When I was a kid I wanted so badly to be involved with, and to please, my Dad. As a child I would wait , laying wide awake in bed; waiting to hear the late night news come on. I would sneak out and ask my Dad if I could watch it. We would sit on the couch together watching the news. This was the most important thing in the world to me. A sense of shared experience with my Dad. I would read the newspapers for the same reasons.

I did these things because I so desperately wanted to have something in common with my Dad. I wanted him to be proud of me, to be pleased with my seeking knowledge, to be able to talk with him about things. It never worked. If I tried to discuss something we watched together, or an article we both read it inevitably became an argument about why my perspectives were wrong and his were right.

I don't know why my Dad did this. I know he loved me, and I know he loves me, but he still does treats me and my ideas the same way. I love my Dad and I am trying really hard to let go of the past, but my past haunts me and slips unseen into so many areas of my life.

I forgive my Dad. I think he was probably treated that way by his parents. Also, being a policeman, and the "top down" military lifestyle life that type of job entails, would reinforce a sense of "authority" and "correctness" in anyone doing those kinds of jobs. He was a product of his environment. On top of that, there are no perfect manuals for being a good parent and the 60's and 70's child rearing mores were much different than today's. I can forgive, but my body and mind cannot forget.

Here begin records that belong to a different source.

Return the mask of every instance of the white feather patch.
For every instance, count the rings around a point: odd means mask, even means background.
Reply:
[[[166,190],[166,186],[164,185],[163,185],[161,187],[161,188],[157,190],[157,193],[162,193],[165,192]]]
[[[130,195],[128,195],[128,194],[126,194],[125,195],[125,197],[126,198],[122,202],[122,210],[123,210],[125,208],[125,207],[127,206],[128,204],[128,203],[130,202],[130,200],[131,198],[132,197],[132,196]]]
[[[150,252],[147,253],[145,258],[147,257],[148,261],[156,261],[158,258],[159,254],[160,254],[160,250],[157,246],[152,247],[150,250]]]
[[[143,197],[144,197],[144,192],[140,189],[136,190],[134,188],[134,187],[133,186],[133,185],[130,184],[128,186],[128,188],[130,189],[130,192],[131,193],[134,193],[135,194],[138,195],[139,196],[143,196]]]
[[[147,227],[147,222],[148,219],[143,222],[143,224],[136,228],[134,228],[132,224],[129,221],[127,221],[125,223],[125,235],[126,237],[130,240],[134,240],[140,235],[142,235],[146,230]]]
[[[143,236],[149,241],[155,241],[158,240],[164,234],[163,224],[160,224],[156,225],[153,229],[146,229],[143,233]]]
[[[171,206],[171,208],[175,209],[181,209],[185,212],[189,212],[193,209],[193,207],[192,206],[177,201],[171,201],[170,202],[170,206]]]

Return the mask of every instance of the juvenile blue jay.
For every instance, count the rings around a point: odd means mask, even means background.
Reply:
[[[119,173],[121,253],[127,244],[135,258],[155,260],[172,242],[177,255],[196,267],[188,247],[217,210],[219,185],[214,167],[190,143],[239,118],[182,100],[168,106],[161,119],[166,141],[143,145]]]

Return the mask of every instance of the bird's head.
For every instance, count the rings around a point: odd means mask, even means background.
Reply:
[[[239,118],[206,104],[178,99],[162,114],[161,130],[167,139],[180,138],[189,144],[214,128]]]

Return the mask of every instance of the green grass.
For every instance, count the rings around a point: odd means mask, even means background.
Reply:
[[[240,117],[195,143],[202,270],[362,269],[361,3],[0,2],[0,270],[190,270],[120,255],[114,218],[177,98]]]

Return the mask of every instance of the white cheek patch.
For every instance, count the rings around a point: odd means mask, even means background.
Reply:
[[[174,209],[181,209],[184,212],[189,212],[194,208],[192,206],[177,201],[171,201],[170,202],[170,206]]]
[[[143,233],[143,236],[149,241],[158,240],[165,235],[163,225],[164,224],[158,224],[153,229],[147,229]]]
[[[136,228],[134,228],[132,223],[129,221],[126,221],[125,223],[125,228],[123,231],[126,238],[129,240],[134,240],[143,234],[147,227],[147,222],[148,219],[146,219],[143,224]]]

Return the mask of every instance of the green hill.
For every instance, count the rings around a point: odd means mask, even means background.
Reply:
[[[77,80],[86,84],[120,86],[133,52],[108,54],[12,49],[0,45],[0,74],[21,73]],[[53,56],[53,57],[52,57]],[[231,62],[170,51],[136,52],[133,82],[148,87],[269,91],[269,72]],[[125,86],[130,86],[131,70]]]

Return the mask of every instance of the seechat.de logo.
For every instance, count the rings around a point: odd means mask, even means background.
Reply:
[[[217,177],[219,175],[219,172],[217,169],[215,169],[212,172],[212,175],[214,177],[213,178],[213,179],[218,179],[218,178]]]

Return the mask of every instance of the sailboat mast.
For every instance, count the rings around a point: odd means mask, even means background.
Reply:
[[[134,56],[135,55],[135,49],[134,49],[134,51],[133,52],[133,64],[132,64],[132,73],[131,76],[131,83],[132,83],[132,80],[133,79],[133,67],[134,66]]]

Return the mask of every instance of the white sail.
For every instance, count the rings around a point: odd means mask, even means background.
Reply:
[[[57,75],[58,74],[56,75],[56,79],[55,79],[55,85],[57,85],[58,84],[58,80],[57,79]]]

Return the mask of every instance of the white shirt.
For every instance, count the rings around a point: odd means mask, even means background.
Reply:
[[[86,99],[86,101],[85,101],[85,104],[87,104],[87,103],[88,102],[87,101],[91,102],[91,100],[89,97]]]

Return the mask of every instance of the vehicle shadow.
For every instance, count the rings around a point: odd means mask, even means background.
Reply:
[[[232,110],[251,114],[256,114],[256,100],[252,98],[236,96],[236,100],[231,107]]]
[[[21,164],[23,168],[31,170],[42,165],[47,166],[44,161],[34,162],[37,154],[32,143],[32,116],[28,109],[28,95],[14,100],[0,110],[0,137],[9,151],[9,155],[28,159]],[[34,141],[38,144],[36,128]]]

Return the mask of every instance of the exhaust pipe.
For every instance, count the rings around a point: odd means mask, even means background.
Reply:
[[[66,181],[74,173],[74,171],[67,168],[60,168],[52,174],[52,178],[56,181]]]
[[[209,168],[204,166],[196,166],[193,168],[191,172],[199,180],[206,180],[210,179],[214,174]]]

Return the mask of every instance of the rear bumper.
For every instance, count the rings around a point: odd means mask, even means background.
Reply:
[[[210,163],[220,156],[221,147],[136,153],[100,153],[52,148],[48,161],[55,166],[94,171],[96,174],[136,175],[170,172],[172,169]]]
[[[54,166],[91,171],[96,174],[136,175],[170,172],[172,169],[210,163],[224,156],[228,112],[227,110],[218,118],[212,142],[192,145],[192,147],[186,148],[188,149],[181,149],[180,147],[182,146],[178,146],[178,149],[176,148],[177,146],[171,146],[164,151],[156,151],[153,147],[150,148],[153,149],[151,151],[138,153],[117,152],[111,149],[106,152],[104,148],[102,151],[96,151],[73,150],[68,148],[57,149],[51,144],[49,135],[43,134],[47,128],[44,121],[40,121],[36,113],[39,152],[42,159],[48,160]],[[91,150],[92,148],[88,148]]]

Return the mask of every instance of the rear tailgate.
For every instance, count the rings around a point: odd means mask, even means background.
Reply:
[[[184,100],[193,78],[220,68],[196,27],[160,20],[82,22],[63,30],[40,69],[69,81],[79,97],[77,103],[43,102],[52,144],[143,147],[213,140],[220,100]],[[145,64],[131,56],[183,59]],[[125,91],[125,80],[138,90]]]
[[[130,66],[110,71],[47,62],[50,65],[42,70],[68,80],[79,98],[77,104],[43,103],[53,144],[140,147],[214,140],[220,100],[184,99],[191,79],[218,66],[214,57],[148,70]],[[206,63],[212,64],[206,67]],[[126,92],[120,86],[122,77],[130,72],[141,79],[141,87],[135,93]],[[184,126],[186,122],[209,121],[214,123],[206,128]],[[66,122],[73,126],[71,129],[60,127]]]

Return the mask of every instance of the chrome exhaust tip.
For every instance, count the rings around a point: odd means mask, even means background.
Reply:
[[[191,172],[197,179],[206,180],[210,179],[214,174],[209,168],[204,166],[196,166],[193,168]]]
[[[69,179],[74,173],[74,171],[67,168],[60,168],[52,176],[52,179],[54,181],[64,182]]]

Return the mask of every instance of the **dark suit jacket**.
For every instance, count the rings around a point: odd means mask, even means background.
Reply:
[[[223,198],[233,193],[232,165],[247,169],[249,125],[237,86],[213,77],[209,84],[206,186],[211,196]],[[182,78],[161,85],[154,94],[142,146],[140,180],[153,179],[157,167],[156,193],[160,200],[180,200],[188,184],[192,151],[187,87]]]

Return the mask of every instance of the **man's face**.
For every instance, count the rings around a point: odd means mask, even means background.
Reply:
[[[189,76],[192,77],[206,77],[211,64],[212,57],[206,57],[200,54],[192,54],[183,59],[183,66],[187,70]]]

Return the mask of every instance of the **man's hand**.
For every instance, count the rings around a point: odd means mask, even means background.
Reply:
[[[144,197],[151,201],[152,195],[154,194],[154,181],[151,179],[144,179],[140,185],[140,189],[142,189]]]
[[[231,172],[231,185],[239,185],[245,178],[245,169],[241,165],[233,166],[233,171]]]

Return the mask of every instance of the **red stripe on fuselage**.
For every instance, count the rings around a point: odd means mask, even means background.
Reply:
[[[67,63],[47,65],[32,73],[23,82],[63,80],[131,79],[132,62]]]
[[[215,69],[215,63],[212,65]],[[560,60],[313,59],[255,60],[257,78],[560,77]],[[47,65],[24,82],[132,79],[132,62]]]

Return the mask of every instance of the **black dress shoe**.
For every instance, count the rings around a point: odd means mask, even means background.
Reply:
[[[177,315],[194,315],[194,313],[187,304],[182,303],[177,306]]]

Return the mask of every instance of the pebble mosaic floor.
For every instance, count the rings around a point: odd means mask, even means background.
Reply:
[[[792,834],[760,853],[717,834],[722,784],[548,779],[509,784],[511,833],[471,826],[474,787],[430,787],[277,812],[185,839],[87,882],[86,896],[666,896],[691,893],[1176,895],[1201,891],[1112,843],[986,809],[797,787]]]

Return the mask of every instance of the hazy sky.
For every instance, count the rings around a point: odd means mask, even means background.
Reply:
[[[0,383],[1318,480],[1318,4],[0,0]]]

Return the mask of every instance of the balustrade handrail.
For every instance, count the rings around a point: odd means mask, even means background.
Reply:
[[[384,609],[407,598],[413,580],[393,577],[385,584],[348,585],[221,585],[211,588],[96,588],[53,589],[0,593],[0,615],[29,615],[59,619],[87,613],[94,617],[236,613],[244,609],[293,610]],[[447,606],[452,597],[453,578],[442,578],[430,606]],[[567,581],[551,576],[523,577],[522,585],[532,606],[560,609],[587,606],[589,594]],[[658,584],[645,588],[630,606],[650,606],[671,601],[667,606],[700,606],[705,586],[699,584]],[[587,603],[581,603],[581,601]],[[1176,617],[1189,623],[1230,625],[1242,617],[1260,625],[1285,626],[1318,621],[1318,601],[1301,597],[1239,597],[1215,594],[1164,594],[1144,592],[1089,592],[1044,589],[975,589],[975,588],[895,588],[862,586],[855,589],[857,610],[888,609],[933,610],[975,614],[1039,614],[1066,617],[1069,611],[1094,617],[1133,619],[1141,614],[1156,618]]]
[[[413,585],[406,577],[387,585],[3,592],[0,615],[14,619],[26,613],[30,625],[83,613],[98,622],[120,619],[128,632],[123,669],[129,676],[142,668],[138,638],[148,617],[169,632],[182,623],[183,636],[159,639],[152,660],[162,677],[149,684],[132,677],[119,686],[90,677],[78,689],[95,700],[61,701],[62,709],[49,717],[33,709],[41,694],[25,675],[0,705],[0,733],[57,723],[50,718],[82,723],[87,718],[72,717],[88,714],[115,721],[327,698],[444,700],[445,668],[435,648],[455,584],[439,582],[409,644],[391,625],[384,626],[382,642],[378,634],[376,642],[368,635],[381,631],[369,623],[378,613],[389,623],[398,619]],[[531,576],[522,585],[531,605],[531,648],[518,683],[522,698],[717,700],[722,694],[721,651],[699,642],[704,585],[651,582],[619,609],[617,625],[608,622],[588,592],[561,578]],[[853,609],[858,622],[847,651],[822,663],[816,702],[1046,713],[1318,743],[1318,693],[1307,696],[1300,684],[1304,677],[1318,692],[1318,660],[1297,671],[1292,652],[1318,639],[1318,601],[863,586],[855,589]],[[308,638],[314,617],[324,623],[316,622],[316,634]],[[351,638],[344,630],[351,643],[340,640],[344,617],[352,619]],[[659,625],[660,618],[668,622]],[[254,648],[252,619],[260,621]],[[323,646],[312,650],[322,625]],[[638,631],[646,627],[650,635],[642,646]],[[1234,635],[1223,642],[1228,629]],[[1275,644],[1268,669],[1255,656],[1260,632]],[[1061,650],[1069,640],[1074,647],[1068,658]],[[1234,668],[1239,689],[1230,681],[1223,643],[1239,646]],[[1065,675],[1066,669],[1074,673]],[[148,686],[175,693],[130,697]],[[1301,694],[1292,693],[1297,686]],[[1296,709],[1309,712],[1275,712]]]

I still react the same way to certain circumstances as I did when I was a child. I want to please all men, all authority figures, anyone who remotely has any control or authority over me no matter how tenuous the connection to their being an "authority figure" is. I am afraid of, and go out of my way to reconcile my opinions with, anyone who disagrees with me or anyone who has the potential to hurt me. I react with fear, terror, anxiety, and sometimes panic when someone, anyone, invades my personal space, or physically intimidates me or threatens me.

Obviously, given how I sometimes project my Dad onto my kind pdoc, I often react this way in situations that do not warrant such a reaction. This is when the therapeutic moments between myself and Dr. X are the most powerful. When the Dr. X, and a I are involved in a discussion or situation in my appointment that causes me to have such a severe reaction, I need to, and/or he needs to help me, recognize that these are the times to take note and to back up, examine my reaction and start again.

As he asked me about my art and I began to cry, I expressed how I was afraid my art was trite and unworthy. He spoke up and asked me to examine what I had said. As I sat there crying and feeling ashamed I was suddenly reminded of who was sitting in front of me. I remembered he is supportive, not dismissive. He is nurturing and interested in what I am doing, not judgemental. Almost instantaneously I began sharing my new ideas. I heard the excitement in my voice. I felt the joy of sharing something I cared about with someone who wanted to know. I felt one tiny step closer to letting go of my past and learning to be proud of my future.


Dr Shock said...

Very curious about your work besides the pictures posted on this blog, regards Dr Shock

Aqua said...

I will post about your curiosity.

Aqua said...

I realized this afternoon, after I posted more art re: Dr. Shock's curiousity, that maybe I was repeating my pattern of "pleasing" authority figures or perceived authority figures. (Did anyone else catch this?)

If that was a lesson...thanks. If unintended as a lesson it helped me see the pattern again so it was good for me to recognize what I'm doing, when I do it, even if it is hours later. and I enjoyed posting my picture and thinking about what other art I might post.
So, all around thanks,

Aqua said...

oh yeah, I just realized also that I wasn't posting about "your curiousity"...I'd have to know you better to post about that(ha, ha).